Factors affecting the Development of Urban Food Gardens

Author: Kaneez Hasna (St. Paul's Crossover)  email

Short Abstract

Confined space management by creating food gardens are one of the most popular strategies for climate adaptation against food vulnerability. Knowledge gained from the physical and biological sciences is essential but not sufficient to understand the driving forces underlying environmental changes.

Long Abstract

More than three decades of research in the field of political ecology has shown that gardens are socio-ecological assemblages that foster social inclusions, provide access to green spaces to grow safe and healthy food in open spaces. However, little is known about what are the factors that are affecting the food gardeners, how do the gardeners' lives and livelihoods impact surrounding their gardening activities as part of climate change and adaptation process. Therefore ecological determinants, such as species chosen in the garden for planting and nutritional value of the garden produce are crucial factors in gardening. Inspired by these analyses my paper will explore the complex interdependent relationships between plants and people and other non-human beings in urban ecological conditions within which people's gardening activities are taking place. My paper will also examine the impact of policy frameworks on garden viability, and creating a garden environment attracting both human and non-human objects in the garden and community improvement, such as building community cohesion and social capital. I will provide ethnographic case studies from India and Bangladesh.

Biodiversity erosion and other environmental threats to sustainable living on low-lying banks and reefs: evidence in relation to shifting centres in Moluccan trading networks between 1600 and 1990

Author: Roy Ellen (University of Kent)  email

Short Abstract

The centres of Moluccan trade networks were vulnerable low-lying islands which persisted over many centuries, coping with physical hazards and biodiversity loss.

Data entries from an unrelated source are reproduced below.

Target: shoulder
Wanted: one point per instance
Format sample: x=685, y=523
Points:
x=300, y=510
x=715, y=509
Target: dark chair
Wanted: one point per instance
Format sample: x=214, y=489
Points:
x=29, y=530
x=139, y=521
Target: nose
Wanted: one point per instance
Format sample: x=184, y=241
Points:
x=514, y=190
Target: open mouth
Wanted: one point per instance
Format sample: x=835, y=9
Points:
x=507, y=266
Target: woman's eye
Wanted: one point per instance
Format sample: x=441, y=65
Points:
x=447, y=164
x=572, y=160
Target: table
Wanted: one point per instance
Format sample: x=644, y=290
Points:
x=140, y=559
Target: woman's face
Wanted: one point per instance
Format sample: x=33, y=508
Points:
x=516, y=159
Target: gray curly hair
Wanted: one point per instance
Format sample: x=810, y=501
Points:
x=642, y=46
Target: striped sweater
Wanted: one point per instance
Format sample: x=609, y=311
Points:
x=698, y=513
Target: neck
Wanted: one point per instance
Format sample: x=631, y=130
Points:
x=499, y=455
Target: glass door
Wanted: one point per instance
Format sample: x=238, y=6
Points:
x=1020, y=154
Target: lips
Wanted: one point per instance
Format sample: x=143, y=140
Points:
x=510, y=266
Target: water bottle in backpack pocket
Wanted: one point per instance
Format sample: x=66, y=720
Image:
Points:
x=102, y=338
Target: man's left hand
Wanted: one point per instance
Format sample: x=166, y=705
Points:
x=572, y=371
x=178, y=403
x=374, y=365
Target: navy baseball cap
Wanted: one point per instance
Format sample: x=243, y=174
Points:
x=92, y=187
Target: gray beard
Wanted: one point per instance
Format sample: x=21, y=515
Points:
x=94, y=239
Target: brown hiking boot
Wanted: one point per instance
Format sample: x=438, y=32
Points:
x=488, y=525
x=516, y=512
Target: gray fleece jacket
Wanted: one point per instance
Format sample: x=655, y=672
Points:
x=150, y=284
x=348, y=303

This paper reviews the evidence, showing how system resilience through social exchange was able to accommodate perturbations.

Long Abstract

The central places of networks that we know to have been crucial in regional and long-distance trade in the Moluccan archipelago of eastern Indonesia between 1500 and 1950 were often environmentally vulnerable low-lying coral atolls, banks and volcanic islands. Nevertheless, they persisted over many centuries, riding periodic denudations and coping with physical hazards and biodiversity loss. This paper reviews the data we have for these hazards and the evidence for erosion and degradation in such locations, building upon and re-evaluating the analysis provided in the author's 'On Edge of the Banda Zone' (2003), based on fieldwork between 1980 and 1986. The paper attempts to show the importance of an historical ecology approach in explaining how the resilience of local systems through social exchange has been able to accommodate the consequences of specific perturbations. The paper concluded with some reflections on the implications for current assumptions concerning the impact of climate change and sea-level rise on small island systems.

This panel is closed to new paper proposals.